The Cycle of Fast Food Abuse

March 19th, 2007.

I very rarely eat fast food. Precooked food doused in salt and grease and left to marinate under a light for a few hours is decidedly unappetizing to me. However, every once in a great while, I’ll witness a commercial utilizing clever computer graphics in such a way that it almost makes the slop they’re serving seem edible. Staring at a close up of a juicy hamburger with creamy melted cheese does weird things to my brain and I’ll find myself compelled to at least try it again. Like an abused girlfriend, I keep going back to fast food restaurants, hoping they’ll be good to me this time, listening to them when they tell me they’ve changed, begging them to give me what I need. And every single time, I’m surprised when they woo me into the door only to demand that I not to cry as they rub another one off on my face.

I’ll never learn.

The last company to abuse me thus was Wendy’s. Apparently, they were running a special that flaunted a jalapeno cheddar burger. The commercial featured a juicy burger with crisp lettuce and fresh peppers. The bun was coated evenly in sesame seeds and looked as though it was just taken (piping hot!) from the oven. They zoomed in around the burger at all angles and nowhere did I see any cheese running down the side of the bun or sticking to cheap wax paper like glue. I thought to myself, “Maybe they’ve finally changed!” Then, I fluffed my hair, grabbed my coat, and skipped out the door.

When I entered the restaurant, I flashed the girl behind the counter my most winning smile. All confidence, I said, “I’ll take the jalapeno cheddar burger, please!”

“I’m sorry,” the girl behind the counter informed me, “But that promotion ends tomorrow.”

Cheerfully I replied, “Well good thing I happened to get here today!”

“I can’t serve it to you today, though,” she admonished.

All at once, my confidence evaporated. I wrinkled my brow and hesitantly asked, “Uh, why not?”

Very politely she informed me, “Because we’re closing soon.”

“What time do you close?”

“11pm.”

“It’s only 8pm now.”

“I know.”

Yeah. I didn’t get it, either. And I know I talk a tough game about standing up for myself and not allowing people to bully me. But, in this case, all of my half baked life lessons did not apply.

For one thing, the little girl behind the counter was not bullying me. She was being perfectly polite and respectful as she rejected my order. If you want to know the truth, she actually looked a little scared. It was almost as if she were bracing herself just in case I flew into a rage and pushed over the fucking kid’s meal display or something.

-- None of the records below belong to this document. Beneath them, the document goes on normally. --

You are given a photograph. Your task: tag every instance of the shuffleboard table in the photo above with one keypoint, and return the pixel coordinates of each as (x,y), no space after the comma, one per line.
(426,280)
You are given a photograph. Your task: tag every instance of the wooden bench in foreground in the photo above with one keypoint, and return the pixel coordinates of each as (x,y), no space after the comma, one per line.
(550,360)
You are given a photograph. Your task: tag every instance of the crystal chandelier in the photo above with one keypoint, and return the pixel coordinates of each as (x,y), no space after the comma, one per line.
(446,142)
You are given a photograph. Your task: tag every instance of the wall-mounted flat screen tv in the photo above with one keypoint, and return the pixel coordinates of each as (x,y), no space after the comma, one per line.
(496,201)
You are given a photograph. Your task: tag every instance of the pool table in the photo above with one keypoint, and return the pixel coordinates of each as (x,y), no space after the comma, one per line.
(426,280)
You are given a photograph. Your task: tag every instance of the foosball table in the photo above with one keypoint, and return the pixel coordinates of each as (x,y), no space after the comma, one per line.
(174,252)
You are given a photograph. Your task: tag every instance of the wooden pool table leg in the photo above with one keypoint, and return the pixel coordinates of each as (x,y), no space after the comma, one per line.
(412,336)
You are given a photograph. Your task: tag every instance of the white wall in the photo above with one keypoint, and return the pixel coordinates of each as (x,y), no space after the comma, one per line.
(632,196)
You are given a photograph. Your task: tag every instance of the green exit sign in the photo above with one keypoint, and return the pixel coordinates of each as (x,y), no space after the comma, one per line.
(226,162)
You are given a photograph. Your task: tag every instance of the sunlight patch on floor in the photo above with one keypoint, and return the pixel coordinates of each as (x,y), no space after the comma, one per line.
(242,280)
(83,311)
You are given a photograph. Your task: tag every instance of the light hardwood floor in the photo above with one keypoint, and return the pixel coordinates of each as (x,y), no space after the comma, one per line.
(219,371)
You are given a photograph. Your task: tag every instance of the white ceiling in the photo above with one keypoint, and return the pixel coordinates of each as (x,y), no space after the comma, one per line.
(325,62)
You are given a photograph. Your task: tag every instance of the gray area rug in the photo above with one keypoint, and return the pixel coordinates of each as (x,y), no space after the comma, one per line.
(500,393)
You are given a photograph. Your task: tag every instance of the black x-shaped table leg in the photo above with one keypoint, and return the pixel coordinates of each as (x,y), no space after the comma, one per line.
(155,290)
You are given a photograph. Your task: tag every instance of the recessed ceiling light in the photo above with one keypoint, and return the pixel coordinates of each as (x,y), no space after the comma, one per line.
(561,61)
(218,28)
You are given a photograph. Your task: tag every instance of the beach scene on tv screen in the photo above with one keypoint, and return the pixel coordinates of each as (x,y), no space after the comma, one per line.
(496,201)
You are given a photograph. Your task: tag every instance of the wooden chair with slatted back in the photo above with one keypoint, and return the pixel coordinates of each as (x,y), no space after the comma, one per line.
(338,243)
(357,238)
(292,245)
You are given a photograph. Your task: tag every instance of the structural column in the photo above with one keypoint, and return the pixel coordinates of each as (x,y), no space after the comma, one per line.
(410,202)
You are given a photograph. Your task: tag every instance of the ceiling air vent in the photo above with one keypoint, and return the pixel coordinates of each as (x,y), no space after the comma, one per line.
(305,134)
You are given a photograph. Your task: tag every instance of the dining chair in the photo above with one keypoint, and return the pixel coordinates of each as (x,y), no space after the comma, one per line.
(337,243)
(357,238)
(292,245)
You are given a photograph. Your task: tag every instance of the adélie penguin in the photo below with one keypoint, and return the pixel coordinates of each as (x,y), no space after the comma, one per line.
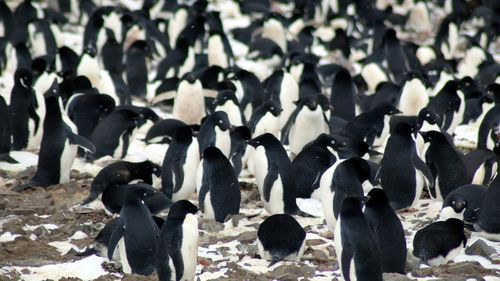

Secondly, it is a known fact those kids are ticking time bombs. Press them a little too hard and they will seriously fuck with your food. Like any typical American, my convictions are not so strong that I would be willing to eat a snot and cum sandwich to defend them.

“In that case,” I told her, “I’ll have a baked potato and a diet, please.”

She breathed a quick sigh of relief and scurried around for a few moments to retrieve me my meal. I thanked her for her efforts.

Then, I carefully took my tray to my seat. I snapped the plastic lid off of my baked potato and was not the least bit surprised to find it resembled a burnt Latino testicle. Depressed, I stirred my flat, lukewarm, diet pepsi and I thought to myself, “How could I be so stupid? It’s always the same. It will never change. I’ve got to give up on this! I’ve got to move on!”

I chose a corner booth, shrouded in shadows, so no one could see my shame.